1. You don’t have to feel moderately guilty when you’re being judged for reading Cosmo during football on Sundays. You also don’t have to pretend to understand the vast importance of their Fantasy Football team, when really after years of relationships, you still have ZERO idea what guys are talking about.
2. You can wear heels and not give a fuck who you’re taller than or worry he’s feeling weird he has to look up at you.
3. You can get unapologetically college girl wasted if you so choose. So you threw up at the Chinese food place after four Mai Tai’s, it happens to the best of us!
4. You can listen to Taylor Swift in the car as much as you damn well like, on repeat even.
5. You can also sing angry Kelly Clarkson breakup songs at the top of your lungs and feel uber connected to the lyrics.

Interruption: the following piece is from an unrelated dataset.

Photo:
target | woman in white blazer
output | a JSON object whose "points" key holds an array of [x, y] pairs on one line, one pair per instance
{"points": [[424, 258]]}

6. You don’t have to dread sharing holidays with your significant others family (if you once did). You can show up in your fat jeans on Thanksgiving with your own family and eat pie in peace without having to do fake smiles and engage yourself in conversation you’ve mentally checked out of before it even began.
7. You can dance with and flirt with and kiss whoever the hell you want. Why? Because it’s fun. You may have forgotten just how fun, but I promise you’ll remember quick.

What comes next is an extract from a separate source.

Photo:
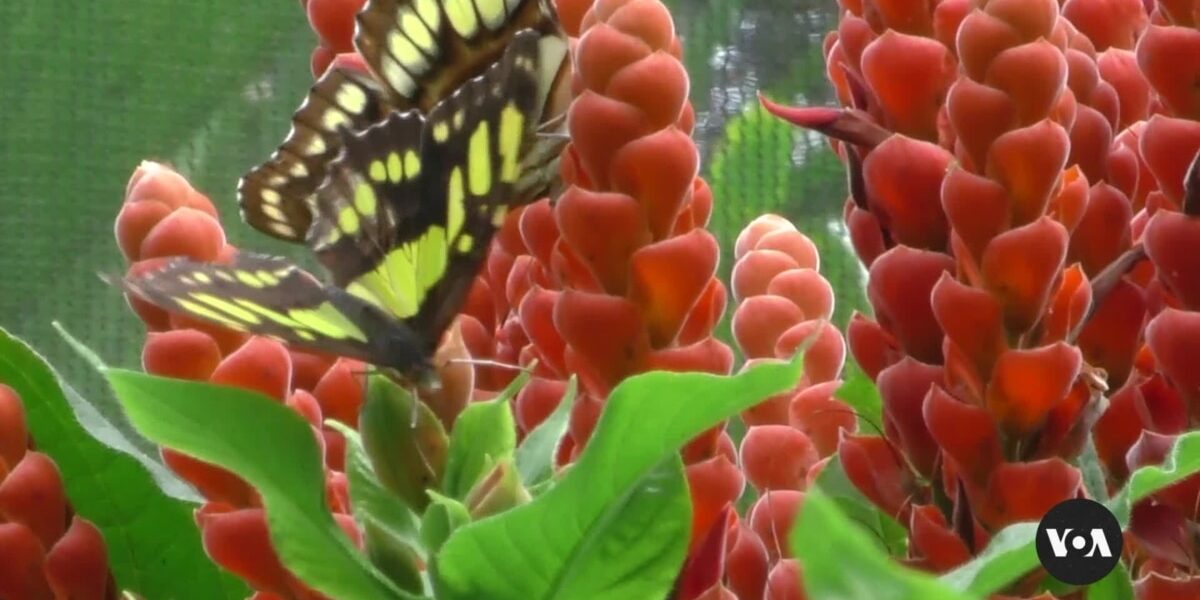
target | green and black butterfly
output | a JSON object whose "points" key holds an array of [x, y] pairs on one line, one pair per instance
{"points": [[402, 222], [419, 52]]}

8. You can take up the whole bed if you feel like it, and hog the blankets, while watching Lifetime, complaint free.
9. Although recommended, you don’t technically need to feel compelled to shave your legs quite as often.
10. When your friends are fighting with their significant other, you can sit back and enjoy the fact that you don’t have to deal with that shit.
11. You are readily available to do whatever whenever. Invitation for a cruise next month? WHY NOT? No guilt factor of leaving someone behind.